February 09, 2005

How many God?

John Ray has been exploring the concept of the trinity lately. I'm not going to go near that subject. The Jewish position is clear: There is one God, indivisible (with liberty and justice for all - couldn't resist). However, in the course of his discussions he raises some questions, about a couple of verses from the Bible.
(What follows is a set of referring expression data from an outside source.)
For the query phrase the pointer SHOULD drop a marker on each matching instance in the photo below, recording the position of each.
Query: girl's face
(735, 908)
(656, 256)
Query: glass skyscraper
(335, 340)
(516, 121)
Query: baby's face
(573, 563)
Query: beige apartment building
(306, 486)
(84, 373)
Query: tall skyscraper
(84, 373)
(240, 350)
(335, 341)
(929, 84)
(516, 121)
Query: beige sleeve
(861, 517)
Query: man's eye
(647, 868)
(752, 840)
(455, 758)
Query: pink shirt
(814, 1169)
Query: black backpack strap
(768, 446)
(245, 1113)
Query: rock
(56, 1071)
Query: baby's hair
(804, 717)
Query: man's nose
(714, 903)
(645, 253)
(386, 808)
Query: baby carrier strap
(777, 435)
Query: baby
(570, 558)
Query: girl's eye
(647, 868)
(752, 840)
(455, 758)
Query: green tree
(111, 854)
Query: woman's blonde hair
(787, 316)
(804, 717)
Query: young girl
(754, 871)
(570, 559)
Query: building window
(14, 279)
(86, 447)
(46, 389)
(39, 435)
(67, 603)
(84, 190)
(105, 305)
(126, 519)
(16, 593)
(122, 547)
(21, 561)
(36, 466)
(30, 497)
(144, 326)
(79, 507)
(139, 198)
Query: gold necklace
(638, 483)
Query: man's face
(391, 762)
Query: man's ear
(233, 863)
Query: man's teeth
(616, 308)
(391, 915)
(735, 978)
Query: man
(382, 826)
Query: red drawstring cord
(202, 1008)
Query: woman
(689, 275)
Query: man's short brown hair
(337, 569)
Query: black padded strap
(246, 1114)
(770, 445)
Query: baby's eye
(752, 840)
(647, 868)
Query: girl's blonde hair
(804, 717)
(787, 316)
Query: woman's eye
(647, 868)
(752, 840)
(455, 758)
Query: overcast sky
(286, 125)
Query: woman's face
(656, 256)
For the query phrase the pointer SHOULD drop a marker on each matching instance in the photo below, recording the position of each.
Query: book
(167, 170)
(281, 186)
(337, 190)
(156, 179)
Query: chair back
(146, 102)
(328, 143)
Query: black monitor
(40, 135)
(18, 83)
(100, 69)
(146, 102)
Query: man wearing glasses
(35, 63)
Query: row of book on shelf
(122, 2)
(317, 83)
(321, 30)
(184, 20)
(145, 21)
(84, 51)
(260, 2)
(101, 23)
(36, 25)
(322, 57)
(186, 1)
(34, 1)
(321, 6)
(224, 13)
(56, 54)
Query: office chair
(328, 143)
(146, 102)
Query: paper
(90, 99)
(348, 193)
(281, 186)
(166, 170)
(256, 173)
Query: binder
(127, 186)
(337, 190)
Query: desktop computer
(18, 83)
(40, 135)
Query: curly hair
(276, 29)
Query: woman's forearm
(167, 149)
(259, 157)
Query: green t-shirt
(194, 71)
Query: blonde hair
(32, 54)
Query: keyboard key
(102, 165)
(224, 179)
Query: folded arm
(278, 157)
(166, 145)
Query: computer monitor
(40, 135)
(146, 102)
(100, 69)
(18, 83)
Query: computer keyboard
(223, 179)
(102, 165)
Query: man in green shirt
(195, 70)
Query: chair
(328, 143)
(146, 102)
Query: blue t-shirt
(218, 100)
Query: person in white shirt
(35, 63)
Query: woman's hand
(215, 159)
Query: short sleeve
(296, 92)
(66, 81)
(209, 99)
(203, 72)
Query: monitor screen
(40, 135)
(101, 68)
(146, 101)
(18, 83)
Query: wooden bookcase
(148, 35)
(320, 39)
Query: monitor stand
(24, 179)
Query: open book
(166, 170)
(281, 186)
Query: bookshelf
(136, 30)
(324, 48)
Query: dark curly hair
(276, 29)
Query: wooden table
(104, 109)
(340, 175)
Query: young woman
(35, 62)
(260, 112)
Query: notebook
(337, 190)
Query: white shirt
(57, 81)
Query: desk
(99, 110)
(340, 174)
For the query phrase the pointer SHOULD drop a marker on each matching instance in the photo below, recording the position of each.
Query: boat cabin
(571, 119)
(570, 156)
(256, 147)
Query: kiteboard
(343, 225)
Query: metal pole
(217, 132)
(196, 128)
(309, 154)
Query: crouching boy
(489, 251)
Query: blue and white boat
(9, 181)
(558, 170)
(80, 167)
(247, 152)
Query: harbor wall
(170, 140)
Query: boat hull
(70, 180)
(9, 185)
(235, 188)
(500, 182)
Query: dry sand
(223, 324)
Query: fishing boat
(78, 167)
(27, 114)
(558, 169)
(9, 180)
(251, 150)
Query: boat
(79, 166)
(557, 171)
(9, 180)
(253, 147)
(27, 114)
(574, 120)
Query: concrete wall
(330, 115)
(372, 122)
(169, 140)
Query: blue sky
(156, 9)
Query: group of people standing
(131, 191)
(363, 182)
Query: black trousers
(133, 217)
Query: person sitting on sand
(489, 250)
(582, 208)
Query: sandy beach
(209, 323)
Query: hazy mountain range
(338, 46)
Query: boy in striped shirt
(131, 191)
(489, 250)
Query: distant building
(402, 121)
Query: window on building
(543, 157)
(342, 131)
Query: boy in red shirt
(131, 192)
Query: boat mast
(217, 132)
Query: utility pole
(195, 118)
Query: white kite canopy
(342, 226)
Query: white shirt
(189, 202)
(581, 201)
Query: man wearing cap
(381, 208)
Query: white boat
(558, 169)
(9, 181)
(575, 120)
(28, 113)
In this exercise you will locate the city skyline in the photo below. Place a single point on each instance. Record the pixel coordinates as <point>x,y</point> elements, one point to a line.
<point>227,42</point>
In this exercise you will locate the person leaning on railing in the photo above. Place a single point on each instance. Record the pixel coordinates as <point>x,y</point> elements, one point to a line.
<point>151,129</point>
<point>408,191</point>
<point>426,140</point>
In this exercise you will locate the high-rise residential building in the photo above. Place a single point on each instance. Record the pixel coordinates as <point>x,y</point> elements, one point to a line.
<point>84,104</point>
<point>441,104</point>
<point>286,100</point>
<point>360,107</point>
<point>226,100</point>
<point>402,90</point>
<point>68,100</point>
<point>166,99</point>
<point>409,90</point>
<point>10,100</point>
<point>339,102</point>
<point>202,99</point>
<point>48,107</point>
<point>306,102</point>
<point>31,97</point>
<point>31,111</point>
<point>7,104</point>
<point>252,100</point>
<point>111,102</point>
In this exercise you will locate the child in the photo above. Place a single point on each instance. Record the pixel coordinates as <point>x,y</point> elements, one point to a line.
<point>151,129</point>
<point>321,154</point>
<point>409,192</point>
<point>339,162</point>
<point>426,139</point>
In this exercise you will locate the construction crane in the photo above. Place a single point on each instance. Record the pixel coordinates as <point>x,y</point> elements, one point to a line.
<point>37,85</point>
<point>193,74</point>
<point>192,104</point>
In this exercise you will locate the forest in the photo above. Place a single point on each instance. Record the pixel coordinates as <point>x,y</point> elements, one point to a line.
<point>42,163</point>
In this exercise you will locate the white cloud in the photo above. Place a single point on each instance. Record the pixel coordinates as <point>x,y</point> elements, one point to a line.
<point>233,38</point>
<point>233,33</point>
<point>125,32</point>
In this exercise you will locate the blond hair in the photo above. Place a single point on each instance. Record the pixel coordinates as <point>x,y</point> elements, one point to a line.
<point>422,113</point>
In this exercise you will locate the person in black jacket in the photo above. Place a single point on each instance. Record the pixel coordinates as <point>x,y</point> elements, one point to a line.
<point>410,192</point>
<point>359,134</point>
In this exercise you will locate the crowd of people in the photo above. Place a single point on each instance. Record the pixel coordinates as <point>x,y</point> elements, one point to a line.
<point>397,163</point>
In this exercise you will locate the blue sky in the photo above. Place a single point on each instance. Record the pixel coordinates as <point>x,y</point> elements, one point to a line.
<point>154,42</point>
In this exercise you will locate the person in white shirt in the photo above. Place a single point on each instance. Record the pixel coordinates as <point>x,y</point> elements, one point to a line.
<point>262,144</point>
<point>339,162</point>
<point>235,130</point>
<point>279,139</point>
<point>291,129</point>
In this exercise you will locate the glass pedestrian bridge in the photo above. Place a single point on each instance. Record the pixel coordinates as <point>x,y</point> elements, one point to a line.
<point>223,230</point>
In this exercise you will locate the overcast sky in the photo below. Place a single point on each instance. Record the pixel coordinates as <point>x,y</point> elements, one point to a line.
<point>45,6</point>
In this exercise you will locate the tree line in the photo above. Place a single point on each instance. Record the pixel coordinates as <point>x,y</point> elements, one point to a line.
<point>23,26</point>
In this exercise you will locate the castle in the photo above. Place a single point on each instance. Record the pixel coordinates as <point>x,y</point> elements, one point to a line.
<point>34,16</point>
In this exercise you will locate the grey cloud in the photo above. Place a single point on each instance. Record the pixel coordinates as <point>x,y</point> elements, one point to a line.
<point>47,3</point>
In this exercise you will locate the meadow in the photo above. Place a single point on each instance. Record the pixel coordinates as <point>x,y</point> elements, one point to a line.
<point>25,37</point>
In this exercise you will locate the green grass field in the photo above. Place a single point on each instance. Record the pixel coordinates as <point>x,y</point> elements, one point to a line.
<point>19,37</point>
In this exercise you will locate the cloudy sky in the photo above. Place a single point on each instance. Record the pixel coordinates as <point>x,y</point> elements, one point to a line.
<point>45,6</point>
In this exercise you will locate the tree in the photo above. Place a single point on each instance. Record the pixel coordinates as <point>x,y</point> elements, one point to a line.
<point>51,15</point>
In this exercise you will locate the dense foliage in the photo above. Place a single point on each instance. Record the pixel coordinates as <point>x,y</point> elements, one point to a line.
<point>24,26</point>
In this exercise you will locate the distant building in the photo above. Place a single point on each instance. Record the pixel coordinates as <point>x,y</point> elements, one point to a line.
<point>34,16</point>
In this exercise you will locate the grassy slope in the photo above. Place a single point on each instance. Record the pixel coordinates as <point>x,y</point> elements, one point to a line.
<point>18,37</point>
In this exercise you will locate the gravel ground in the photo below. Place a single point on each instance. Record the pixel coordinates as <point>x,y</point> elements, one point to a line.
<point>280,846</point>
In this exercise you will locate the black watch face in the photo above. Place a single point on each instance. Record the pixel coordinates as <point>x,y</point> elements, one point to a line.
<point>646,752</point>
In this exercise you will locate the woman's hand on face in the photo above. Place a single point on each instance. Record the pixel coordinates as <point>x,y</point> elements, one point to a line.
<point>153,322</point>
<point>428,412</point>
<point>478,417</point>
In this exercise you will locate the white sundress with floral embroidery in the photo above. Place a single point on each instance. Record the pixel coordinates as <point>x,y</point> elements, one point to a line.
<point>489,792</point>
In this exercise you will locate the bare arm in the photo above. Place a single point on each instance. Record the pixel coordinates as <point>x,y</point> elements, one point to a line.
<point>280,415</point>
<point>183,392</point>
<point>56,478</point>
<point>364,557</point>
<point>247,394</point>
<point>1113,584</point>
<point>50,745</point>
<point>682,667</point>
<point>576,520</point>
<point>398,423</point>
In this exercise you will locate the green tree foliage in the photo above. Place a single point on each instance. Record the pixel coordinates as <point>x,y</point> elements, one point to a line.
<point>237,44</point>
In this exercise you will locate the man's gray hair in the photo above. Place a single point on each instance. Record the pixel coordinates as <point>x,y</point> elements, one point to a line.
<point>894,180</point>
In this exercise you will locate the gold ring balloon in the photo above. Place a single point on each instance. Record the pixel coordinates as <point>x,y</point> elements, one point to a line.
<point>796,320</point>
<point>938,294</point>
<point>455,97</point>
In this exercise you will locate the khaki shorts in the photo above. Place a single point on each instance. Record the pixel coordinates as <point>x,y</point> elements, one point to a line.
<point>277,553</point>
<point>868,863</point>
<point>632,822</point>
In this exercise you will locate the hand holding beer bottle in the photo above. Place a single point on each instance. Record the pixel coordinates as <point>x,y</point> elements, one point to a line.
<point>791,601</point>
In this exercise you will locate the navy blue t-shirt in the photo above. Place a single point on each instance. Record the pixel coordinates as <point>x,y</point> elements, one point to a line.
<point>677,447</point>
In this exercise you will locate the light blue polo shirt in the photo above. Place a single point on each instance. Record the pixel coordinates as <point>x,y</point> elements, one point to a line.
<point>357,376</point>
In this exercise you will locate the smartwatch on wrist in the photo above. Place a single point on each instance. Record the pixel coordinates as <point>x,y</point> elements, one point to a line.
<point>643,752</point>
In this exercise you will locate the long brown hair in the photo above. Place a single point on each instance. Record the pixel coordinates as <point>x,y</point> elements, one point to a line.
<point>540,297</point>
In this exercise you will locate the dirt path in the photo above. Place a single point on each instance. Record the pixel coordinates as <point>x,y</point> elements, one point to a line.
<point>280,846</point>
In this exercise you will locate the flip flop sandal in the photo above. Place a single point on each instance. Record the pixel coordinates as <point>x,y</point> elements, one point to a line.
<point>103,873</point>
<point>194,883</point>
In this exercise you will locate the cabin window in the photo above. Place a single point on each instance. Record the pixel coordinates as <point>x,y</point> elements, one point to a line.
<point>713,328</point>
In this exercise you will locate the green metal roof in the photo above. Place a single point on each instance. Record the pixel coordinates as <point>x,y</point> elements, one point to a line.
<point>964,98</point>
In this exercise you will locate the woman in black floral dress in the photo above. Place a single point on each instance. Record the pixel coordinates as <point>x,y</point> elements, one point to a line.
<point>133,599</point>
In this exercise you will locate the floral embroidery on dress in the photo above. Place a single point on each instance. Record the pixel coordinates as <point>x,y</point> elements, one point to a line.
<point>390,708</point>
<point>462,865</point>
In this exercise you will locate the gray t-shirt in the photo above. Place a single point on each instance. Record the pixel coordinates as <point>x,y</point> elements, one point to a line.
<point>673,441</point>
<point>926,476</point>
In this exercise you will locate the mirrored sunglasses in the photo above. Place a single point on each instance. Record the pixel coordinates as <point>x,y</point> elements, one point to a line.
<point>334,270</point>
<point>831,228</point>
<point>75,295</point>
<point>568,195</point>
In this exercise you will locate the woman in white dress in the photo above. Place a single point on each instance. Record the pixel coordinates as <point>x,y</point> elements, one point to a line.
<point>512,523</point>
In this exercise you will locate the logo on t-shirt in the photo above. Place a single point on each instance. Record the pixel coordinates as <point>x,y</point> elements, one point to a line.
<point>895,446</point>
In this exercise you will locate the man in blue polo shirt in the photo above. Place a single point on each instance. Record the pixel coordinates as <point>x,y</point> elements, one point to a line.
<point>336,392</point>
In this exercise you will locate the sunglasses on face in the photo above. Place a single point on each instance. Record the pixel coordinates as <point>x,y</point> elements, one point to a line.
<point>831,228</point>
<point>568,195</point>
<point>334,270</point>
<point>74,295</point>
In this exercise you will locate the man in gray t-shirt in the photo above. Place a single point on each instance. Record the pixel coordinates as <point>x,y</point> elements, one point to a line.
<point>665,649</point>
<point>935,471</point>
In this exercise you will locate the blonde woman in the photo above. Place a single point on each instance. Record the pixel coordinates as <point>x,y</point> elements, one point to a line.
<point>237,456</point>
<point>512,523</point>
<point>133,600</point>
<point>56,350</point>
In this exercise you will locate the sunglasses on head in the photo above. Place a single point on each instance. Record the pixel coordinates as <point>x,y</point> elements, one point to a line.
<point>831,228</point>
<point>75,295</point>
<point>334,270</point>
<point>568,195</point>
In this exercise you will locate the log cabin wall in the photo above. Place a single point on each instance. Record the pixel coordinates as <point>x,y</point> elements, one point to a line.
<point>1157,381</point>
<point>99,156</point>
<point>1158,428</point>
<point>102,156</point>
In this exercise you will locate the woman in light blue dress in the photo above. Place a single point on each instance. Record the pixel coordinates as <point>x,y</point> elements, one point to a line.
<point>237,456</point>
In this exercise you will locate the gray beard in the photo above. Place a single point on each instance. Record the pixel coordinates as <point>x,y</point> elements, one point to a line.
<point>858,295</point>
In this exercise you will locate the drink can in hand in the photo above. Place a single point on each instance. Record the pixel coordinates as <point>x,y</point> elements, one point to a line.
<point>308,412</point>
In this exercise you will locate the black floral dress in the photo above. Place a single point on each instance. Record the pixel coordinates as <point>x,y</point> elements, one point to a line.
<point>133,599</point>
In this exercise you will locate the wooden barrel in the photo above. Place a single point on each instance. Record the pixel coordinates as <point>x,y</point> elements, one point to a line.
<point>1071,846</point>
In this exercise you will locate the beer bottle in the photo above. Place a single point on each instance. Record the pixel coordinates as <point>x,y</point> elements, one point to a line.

Let's take a look at them.

The first question is about the following passage:

 וַיֹּאמֶר אֱלֹהִים נַעֲשֶׂה אָדָם בְּצַלְמֵנוּ כִּדְמוּתֵנוּ

Vayomer elohim na`ase adam b'salmenu kidmutenu

And God said, let us make Man (Adam) in our image as our likeness

Genesis 1:26

What do you mean 'us' kemosabe?

John points out that the usual word for God in Hebrew, which is used here, has a plural form, so this could account for the plural. It cannot: Though the word has a plural form, it is grammatically singular - that is, it takes singular verbs and adjectives. We see that here: "elohim" looks plural (it ends with -im) but its verb (vayomer) is singular (the plural of vayomer is vayomru). John also raises the possibility that we might be seeing here a "royal" or "polite we". Hebrew doesn't have either. But I have a rule for anyone learning a foreign language: expect the unexpected! The traditional pronunciation of the tetragrammaton (the name of God) means "My Lords" not "My Lord". Why? I don't know, however, this too is grammatically singular (i.e. it takes singular verbs and adjectives). So, a grammatical explanation doesn't work.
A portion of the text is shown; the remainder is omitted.